William Handy, the immediate subject of this review, was born and reared in Illinois, and remained in that state until the age of twenty-four years. In 1874 he assisted his father in organizing a colony to locate in the Sunflower state, and during the first winter after his arrival here he was employed by the government in freighting supplies to Red river, where a temporary camp was located. On his return trip he went to Nebraska, where he was employed as a cowboy for one year. On coming to Rice county he had pre-empted a quarter section of land, receiving his title for the same two years afterward, and in 1879 he was married and located upon his land. The place is now under a fine state of cultivation, and there he is engaged in general farming and stock-raising. He keeps well informed on the issues and questions of the day, taking an active interest in everything for the public good, and in the ranks of the Republican party he is an intelligent and diligent worker. He has filled many positions of honor and trust, having been justice of the peace for two years, while for one term he was county commissioner. In all his public service he has ever been found true to the trusts reposed in him.

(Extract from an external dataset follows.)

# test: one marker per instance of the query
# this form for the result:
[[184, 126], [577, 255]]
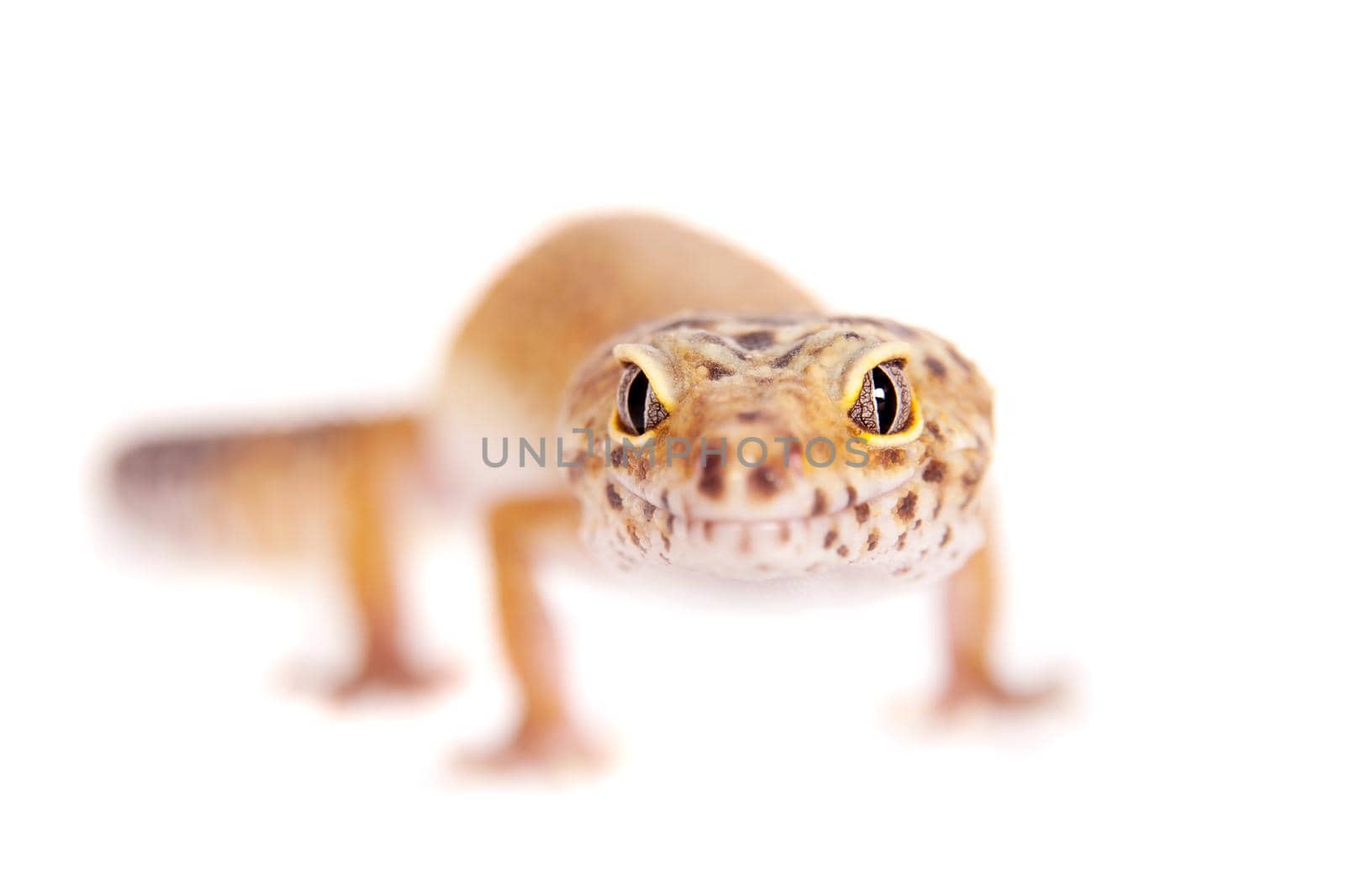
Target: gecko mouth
[[825, 508]]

For a companion on the journey of life Mr Handy chose Miss Lydia F Burch, who was born in Warren county, Indiana, January 1, 1861, a daughter of Moses and Luticia (Moffitt) Burch, the former a native of Warren county, and the latter of Pennsylvania. Their marriage was celebrated in the Hoosier state. The paternal grandfather, James Burch, was a native of Kentucky, but became an early settler of Warren county, Indiana, where he became a prominent and highly respected farmer. He subsequently sold his property in Warren county and in 1871 came to Rice county, Kansas, where he also became an early pioneer, and there he remained until his death. His children were Moses, Lydia, Isaac, Nell, Charles, Josephine, Abner, Sarah, Rachel and Perry. The latter died while serving his country in the Civil war. The mother of these children was a member of the Methodist church. In 1871 Moses Burch and his family accompanied his father and a small colony from Warren county, Indiana, to Kansas. The first stop which the party made was at Salina, where all located claims, Mr Burch securing his land in Farmer township. He afterward improved a number of farms and became a prosperous man. In 1898 he sold his farming property and removed to Arkansas City, where he and his wife are enjoying the fruits of a well spent life.

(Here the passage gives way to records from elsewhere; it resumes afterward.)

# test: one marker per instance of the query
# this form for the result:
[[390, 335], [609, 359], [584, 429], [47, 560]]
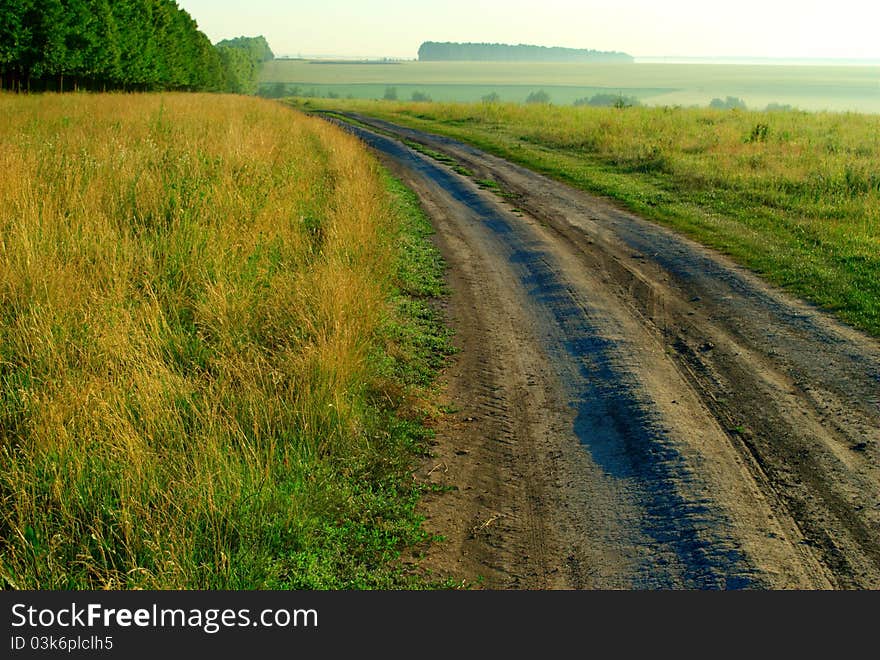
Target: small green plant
[[758, 133]]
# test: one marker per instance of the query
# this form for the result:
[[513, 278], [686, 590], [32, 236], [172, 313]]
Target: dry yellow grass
[[190, 290]]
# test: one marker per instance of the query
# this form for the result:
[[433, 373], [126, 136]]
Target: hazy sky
[[395, 28]]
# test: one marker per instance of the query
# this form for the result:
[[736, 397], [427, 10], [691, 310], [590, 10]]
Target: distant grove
[[433, 51], [61, 45]]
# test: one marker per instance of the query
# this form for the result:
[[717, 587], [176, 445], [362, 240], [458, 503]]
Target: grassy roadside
[[794, 196], [216, 348]]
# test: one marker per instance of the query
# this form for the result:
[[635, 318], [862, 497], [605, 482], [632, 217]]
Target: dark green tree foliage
[[242, 58], [118, 44], [432, 51], [257, 47]]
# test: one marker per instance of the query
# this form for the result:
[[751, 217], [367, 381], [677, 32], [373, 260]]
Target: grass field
[[214, 348], [793, 195], [837, 88]]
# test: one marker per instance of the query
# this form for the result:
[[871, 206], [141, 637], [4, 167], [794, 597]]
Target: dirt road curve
[[634, 411]]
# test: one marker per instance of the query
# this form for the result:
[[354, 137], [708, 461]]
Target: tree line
[[433, 51], [133, 45]]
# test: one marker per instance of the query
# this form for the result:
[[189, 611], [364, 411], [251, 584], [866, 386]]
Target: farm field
[[214, 348], [793, 195], [836, 88]]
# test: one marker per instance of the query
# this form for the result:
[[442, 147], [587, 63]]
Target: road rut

In 1862 in Warren county, Indiana, he enlisted for service in the Civil war, becoming a member of the Seventy-second Regiment, Indiana Volunteer Infantry. He enlisted for three years’ service and was elected captain of his company. He was assigned to the Army of the Tennessee, where he saw some hard service, but was never wounded or taken prisoner, and on the expiration of his term of service he received an honorable discharge and returned to the quiet pursuits of the farm in Warren county.

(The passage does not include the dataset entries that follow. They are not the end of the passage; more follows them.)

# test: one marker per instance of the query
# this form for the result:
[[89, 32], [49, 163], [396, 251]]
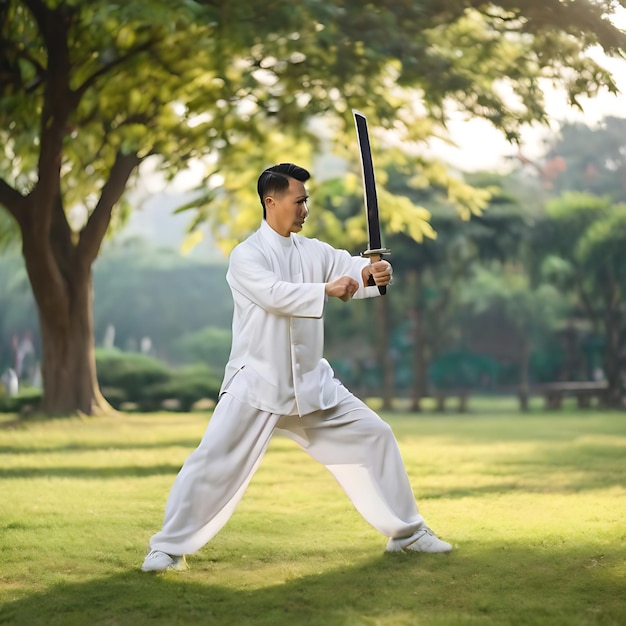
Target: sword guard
[[378, 252]]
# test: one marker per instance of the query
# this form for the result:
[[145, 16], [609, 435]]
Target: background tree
[[588, 235], [89, 90], [588, 159], [533, 311]]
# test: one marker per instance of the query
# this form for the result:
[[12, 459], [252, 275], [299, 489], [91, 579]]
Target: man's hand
[[343, 288], [380, 271]]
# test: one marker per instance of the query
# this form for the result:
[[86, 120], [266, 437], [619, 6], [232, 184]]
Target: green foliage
[[127, 377], [130, 372], [28, 399], [143, 292], [211, 345], [186, 386], [588, 159]]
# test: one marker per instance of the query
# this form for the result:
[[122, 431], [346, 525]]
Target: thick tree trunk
[[69, 364], [65, 308]]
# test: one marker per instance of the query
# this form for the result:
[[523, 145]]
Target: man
[[277, 380]]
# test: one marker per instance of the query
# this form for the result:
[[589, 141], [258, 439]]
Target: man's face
[[286, 211]]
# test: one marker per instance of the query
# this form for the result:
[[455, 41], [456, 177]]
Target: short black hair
[[275, 179]]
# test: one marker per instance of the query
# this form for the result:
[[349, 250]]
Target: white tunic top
[[276, 362]]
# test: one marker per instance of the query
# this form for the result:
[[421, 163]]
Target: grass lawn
[[535, 505]]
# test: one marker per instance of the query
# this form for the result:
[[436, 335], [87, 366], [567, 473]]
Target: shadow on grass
[[102, 445], [87, 473], [486, 585]]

The mother of Mrs Handy is a daughter of John Moffitt, a native of Ireland, who on coming to the new world first located in Pennsylvania and later in Warren county, Indiana. He afterward took up his abode in Kansas City, Missouri, where he spent his remaining days. He had four children, - Francis, Luticia, Thomas and John. Moses and Luticia Burch were the parents of seven children, as follows: Lydia, the wife of Mr Handy; Dermont and Benjamin, residents of Arkansas City; Emma, the wife of J F Crocker; Ida, now Mrs Shafer; Samuel, who resides in Oklahoma; Bird, now Mrs Bellew of Arkansas City, Kansas; Moses and John, who are residents of Arkansas City. The union of Mr and Mrs Handy has been blessed with two children, - Albert, who died at the age of two years; and Frank, who was born July 11, 1883, and is now operating the home farm. The parents are consistent and worthy members of the Methodist Episcopal church, and socially he is connected with the Fraternal Aid Association. He has a wide acquaintance and by all who know him is held in high regard, for his life has been well spent.